Without A Trace
by Lynn Erickson, contemporary (2003)
Berkley, $6.99, ISBN 0-425-19325-X


Lynn Erickson's Without A Trace is a textbook example of a very average and generic romantic suspense story. It adheres to the formula with absolute fidelity: we have a serial bad guy, in this case a brutal rapist that ends up killing his victims, a traumatized heroine that spends the entire book gasping in horror or shuddering in some painful flashbacks to her past even as she tries to deal with her Mommy issues, a hero guilt-ridden over the death of his wife, and some cursory lust-and-boink moments passed off as "romance".

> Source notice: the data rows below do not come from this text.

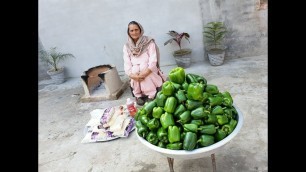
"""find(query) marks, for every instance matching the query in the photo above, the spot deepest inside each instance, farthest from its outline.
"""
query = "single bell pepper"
(162, 144)
(208, 129)
(233, 123)
(168, 88)
(190, 141)
(228, 129)
(185, 117)
(199, 113)
(174, 146)
(212, 89)
(220, 134)
(144, 119)
(229, 113)
(205, 96)
(162, 134)
(206, 140)
(227, 99)
(174, 134)
(177, 75)
(183, 134)
(190, 128)
(170, 104)
(194, 78)
(152, 138)
(192, 104)
(142, 130)
(160, 99)
(212, 119)
(222, 119)
(195, 91)
(157, 112)
(197, 121)
(153, 124)
(217, 110)
(215, 100)
(185, 86)
(166, 120)
(149, 106)
(179, 110)
(176, 86)
(181, 97)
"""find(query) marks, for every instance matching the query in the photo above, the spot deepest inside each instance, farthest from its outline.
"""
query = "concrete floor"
(62, 118)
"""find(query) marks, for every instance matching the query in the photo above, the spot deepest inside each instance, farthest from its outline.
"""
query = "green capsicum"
(215, 100)
(162, 134)
(179, 110)
(181, 97)
(153, 124)
(208, 129)
(222, 119)
(195, 91)
(190, 141)
(185, 86)
(228, 129)
(157, 112)
(166, 120)
(227, 99)
(190, 128)
(212, 119)
(205, 96)
(185, 117)
(142, 130)
(168, 88)
(162, 144)
(197, 121)
(160, 99)
(217, 110)
(206, 140)
(175, 146)
(170, 104)
(212, 89)
(177, 75)
(176, 86)
(194, 78)
(152, 138)
(192, 104)
(174, 134)
(148, 107)
(199, 113)
(220, 134)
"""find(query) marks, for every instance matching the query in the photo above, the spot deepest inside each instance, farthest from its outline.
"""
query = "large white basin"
(200, 152)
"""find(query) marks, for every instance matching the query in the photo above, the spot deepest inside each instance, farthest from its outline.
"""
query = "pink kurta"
(133, 64)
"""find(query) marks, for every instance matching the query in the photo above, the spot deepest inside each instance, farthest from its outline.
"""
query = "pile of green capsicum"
(188, 113)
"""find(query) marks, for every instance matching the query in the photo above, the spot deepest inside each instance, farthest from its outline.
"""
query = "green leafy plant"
(52, 57)
(214, 33)
(177, 37)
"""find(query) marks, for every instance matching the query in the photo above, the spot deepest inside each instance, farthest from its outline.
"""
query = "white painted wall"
(95, 30)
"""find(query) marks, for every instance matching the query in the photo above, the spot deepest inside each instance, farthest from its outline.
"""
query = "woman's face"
(134, 32)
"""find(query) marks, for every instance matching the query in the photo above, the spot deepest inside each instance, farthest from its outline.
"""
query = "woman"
(141, 56)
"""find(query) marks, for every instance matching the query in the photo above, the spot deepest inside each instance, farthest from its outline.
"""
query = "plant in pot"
(183, 55)
(53, 57)
(214, 33)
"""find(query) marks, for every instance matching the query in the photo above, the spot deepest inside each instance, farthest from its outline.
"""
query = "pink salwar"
(133, 64)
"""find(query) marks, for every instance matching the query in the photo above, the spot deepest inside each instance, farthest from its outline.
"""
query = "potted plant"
(183, 55)
(214, 33)
(53, 57)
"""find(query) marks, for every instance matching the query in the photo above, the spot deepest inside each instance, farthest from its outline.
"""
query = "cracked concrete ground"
(62, 117)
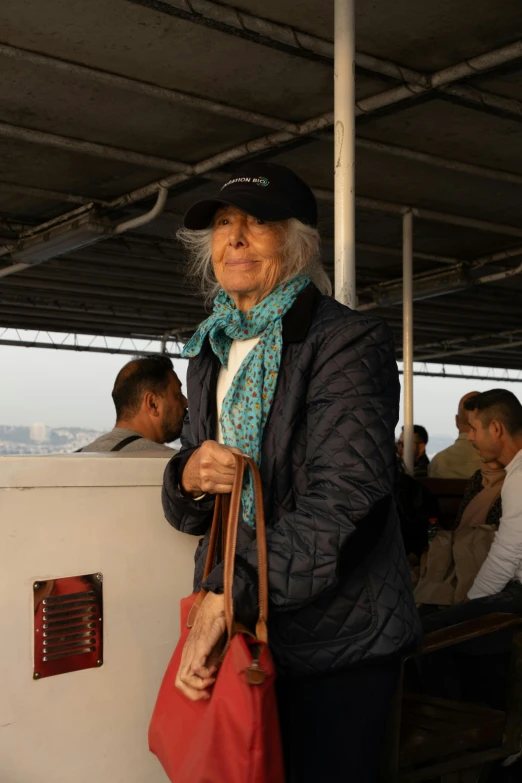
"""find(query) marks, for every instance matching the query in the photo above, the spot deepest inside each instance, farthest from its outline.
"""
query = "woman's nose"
(237, 235)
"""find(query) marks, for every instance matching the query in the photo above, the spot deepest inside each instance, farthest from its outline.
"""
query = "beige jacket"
(460, 460)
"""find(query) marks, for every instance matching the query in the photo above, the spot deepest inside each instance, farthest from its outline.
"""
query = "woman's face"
(246, 254)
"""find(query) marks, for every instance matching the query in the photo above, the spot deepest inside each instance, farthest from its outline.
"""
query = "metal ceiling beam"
(85, 349)
(482, 100)
(439, 162)
(166, 94)
(91, 148)
(457, 341)
(390, 97)
(46, 195)
(392, 208)
(479, 376)
(397, 252)
(469, 351)
(437, 80)
(241, 24)
(437, 282)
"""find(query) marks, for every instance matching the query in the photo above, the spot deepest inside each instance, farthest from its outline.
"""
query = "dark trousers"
(477, 670)
(332, 726)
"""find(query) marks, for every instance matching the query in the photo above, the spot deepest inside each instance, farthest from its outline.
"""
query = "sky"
(71, 389)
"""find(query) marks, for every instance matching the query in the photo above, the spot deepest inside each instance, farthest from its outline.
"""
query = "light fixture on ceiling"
(55, 240)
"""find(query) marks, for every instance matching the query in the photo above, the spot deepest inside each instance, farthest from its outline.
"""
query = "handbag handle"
(226, 520)
(243, 461)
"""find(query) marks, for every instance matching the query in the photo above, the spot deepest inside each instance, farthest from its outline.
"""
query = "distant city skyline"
(68, 389)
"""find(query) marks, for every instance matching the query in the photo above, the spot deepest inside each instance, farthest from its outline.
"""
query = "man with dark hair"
(460, 460)
(420, 441)
(150, 408)
(495, 419)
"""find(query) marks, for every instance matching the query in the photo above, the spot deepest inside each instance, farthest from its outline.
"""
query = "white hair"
(301, 253)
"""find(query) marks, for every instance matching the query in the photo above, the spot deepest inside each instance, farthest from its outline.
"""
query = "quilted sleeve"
(352, 410)
(183, 512)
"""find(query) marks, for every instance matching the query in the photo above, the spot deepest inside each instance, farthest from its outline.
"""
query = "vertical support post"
(344, 162)
(407, 332)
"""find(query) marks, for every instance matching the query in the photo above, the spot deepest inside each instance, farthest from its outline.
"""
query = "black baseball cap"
(266, 191)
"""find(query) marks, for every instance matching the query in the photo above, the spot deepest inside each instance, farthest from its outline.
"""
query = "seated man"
(150, 408)
(420, 441)
(496, 432)
(460, 460)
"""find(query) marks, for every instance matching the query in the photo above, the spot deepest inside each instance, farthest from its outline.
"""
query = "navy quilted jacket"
(339, 584)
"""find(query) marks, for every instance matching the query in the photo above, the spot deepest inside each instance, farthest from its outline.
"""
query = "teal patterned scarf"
(247, 403)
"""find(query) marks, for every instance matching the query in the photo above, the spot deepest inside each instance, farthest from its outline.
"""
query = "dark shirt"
(473, 487)
(421, 467)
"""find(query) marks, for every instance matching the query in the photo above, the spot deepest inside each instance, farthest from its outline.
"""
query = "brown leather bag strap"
(215, 531)
(231, 543)
(215, 534)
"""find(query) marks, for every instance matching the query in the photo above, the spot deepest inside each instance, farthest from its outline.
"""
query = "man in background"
(460, 460)
(150, 408)
(420, 441)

Our heroine Jane Russo, as expected, has to have some shared bond with the victims and in this case, she was a rape victim. She also predictably is skilled in art and she draws sketches of suspects to aid the police in between dealing with the witnesses the police brought in for interrogation. I can't see any example of this people skill of Jane, by the way, as Ms Erickson has Jane constantly at the verge of a nervous breakdown in this story. Maybe Jane works her victims into a state of massive hysteria so that these victims will scream out everything they know, or something. Our hero is FBI agent Ray Russo, guilt baggages and all, and he... well, he's a really inept agent here. He used to investigate cases dealing with terrorists and such, so this is the excuse the author gives for Ray running roughshod over the witnesses and overlooking crucial evidences in his impatience and neurotic issues. Jane is too self-absorbed in flagellating herself in guilt over petty, trivial reasons or shedding tears of empathy at Ray's Sad, Sad Past to take him to task over his ineptness, so it's basically Teary and Dummy tearing up the town searching for a psycho fiend.

With characters that rarely deviate from the cookie cutter mould in a romantic suspense that's so painted-by-numbers that suspense has nothing to do with this story whatsoever, this story has very little that is fresh or new to offer. Entertainment is, without doubt, gone Without A Trace in this very dry and unexceptionally generic story.